Summary - a scientific definition of success for humans

Reflect

A scientific understanding about how ecological and social systems work is critical if we are to know what to aim for in creating a sustainable future; a future that works for humans as a living biological species.

The Natural Step’s framework for strategic sustainable development (FSSD) provides four concrete principles to guide a creative process that can envision sustainable outcomes as part of a planning process aimed to arrive at a specific destination - sustainable activity for humans on Earth.

The principles quickly highlight that the current success model for our society has inherent design flaws that are placing our eco-systems, life-support systems and social systems under ever more strain. Using the Natural Step’s four principles we can see that:

  1. Our society is built around a reliance on digging up materials from the Earth’s crust that then are allowed to accumulate in the biosphere as polluting waste. This includes the atmospheric accumulation of carbon from fossil fuels, the atmospheric accumulation of hydrofluorocarbons from refrigerants and aerosols; and the accumulation of heavy metals in water and soils from various industrial processes and IT equipment such as computers and mobile phones.
  2. Our society produces and uses large numbers, over 100,000, of different synthetic chemicals which are also allowed to accumulate in the biosphere as polluting waste. Many of these chemical compounds are foreign to nature and do not easily break down. This includes pharmaceutical chemicals, like antibiotics, that accumulate in water, pesticides and insecticides that build up on water and soil systems and enter the human food-chain; and industrial chemicals used for plastics and mining.
  3. The growth of our society has relied upon consistently increasing its encroachment upon and alteration of natural and ecological systems. We dam rivers for power, or drain water from them for irrigation reducing the flow to a mere trickle. We have removed vast amounts of forests, over-fished the oceans, destroyed soil systems with mono-culture and intensive agricultural methods, and we have dramatically reduced the prevalence of wetland systems that purify water and control flooding.

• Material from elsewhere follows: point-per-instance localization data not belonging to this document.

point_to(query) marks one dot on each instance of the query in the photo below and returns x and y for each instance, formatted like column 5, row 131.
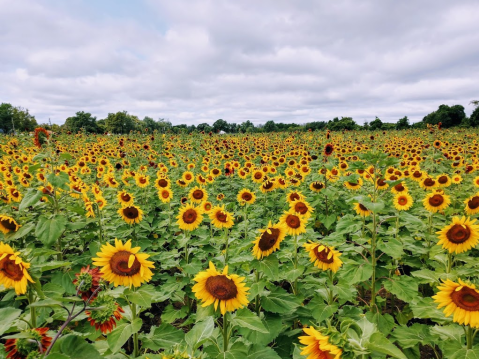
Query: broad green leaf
column 50, row 229
column 163, row 337
column 246, row 319
column 200, row 333
column 122, row 333
column 379, row 343
column 7, row 317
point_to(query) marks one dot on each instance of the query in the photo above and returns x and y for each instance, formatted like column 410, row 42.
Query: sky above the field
column 197, row 61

In the process the amount of biodiversity has plummeted, with species extinction now estimated to be up to 1,000 times the natural background rate. Many biologists believe we are now heading towards a man-made mass extinction event.
  4. The gap between rich and poor is now at epidemic proportions. A study by the World Institute for Development Economics Research at United Nations University reports that the richest 1% of adults alone owned 40% of global assets in the year 2000. And, the three richest people in the world possess more financial assets than the lowest 48 nations combined. Working conditions, pay rates and labour rights for many in the developing world, where much of the world’s manufacturing industry is based, are poor. Even in the rich countries, democratic processes and personal freedoms have been systematically eroded, largely under the auspices of national security and the war on terror. Working hours have generally increased, with many people having less time to spend with family or on recreation.